El Gran Kandinsky




Todo el mundo piensa que la magia está en el mago. 
Se equivocan. 
La magia está en las candilejas, en el terciopelo de los asientos y en las luces eléctricas que zumban en el patio de butacas. En los vestidos largos de las damas y en los trajes bien cortados de los caballeros. 
El Gran Kandinsky lo sabe muy bien, que todo truco de magia es un engaño y todo mago es, en realidad, un tramposo. 
Pero un tramposo con orden y con método. 
Eso lo que le diferencia a él de cualquier trilero que hace bailar las cartas frente a la estación de trenes. 
Lo aprendió hace dos décadas de su maestro, cuándo él no era más que un muchacho imberbe al que había que remeterle las costuras para que no pareciera que estaba a punto de desaparecer engullido por su propio traje sobre el escenario. 
Y se le grabó a fuego cuando su maestro no salió de la tina de agua de la que debía escapar triunfal, al compás de la orquesta. 
Se llevó a cabo una investigación, por supuesto. Aunque a la policía le resultó algo difícil de desarrollar sin saber exactamente cómo tenía que resolverse el truco. Concluyeron que la tragedia se había debido a un error, a un despiste. A fin de cuentas, los magos también eran humanos. 

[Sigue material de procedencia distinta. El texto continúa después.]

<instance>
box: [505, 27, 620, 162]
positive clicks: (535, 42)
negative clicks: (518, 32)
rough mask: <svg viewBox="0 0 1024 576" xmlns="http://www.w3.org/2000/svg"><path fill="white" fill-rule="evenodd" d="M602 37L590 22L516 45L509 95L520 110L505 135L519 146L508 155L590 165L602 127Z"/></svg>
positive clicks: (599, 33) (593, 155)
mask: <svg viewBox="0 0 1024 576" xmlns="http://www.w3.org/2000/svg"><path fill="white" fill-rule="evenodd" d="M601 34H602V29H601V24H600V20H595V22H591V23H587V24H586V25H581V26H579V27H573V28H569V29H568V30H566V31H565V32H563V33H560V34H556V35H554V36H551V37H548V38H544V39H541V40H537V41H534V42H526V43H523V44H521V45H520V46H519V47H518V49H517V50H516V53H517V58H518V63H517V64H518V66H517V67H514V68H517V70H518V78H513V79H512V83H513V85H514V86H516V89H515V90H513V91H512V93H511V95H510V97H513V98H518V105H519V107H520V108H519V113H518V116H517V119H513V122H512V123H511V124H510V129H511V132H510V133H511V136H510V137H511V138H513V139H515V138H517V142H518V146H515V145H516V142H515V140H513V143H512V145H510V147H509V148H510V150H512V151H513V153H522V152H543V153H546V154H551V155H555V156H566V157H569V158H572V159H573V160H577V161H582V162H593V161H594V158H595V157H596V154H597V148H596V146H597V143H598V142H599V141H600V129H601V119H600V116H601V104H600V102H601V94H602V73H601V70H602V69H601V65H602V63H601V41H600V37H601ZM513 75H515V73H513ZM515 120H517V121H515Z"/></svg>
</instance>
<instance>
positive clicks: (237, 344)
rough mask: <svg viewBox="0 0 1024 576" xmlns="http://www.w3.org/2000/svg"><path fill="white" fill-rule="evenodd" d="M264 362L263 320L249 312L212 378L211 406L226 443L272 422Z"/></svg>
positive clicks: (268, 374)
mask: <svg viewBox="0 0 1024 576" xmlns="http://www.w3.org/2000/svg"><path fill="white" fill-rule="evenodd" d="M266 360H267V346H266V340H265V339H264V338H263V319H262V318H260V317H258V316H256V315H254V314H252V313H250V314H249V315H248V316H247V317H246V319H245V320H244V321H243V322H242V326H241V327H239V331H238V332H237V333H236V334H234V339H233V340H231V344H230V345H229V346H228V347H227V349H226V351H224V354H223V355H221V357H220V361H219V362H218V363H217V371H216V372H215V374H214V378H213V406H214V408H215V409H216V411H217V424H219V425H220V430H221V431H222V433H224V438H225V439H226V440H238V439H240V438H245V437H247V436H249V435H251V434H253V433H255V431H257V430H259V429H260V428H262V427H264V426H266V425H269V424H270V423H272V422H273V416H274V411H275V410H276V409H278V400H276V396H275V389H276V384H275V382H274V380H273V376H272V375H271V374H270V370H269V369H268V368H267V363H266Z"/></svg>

Él si sabia cómo funcionaba el truco de escapismo y se basaba sencillamente en fuerza bruta, resistencia y una pizca de engaño. A su maestro le había faltado diligencia. Así que corrió todas las madrugadas, nadó en el río entre placas de hielo y levantó mancuernas hasta que le temblaron los brazos y le ardió la espalda.
Aprendió a ensanchar el pecho cuando le ataban las cadenas. A tragar llaves y a regurgitarlas más tarde. A esconder ganzúas finas como un cabello en el dobladillo de sus trajes. 
La primera vez que tuvo que dislocarse el hombro para escapar de un barril sumergido le dolió tanto que se juró que no volvería a hacerlo. Luego descubrió el opio y repitió su hazaña en teatros cada vez mayores hasta que el riesgo se volvió rutina.
Ahora tiene a su propio ayudante imberbe y a una asistente que, vestida con un traje mínimo de lentejuelas, repiquetea por el escenario arrastrando con ella las miradas del público según el truco de magia lo requiere. 
Ahora lo invitan a veladas poéticas, a recitales de música y a cenas de siete platos donde el champan baja en cascadas de copas. Y él disfruta enormemente de todas esas atenciones.
Aunque, piensa el Gran Kandinsky, mientras se introduce en el estanque de agua, quizá se excediera comiendo anoche, porque se siente más constreñido de lo habitual cargado de cadenas y tiene la impresión de que, ocupado como estaba invitando al público a cerrar los candados, no ha ensanchado las costillas como debiera. 
Si se alarma, no lo deja traslucir porque sabe que en el bajo de los pantalones están sus ganzúas. Aunque cuando sumerge la cabeza, que siente algo pesada después del champán de la cena, no recuerda haberlas palpado antes de salir a escena. 
Sí que recuerda las llaves, colocadas en hilera sobre su tocador, y cuando las las luces del teatro se atenúan y al otro lado del vidrio su ayudante se convierte en un borrón de destellos, se dice que está casi seguro de habérselas tragado. 
Y cuando la orquesta ataca su fanfarria, trata de recordar si su imberbe ayudante tiene a mano el hacha para romper el cristal de la pecera, pero no lo recuerda.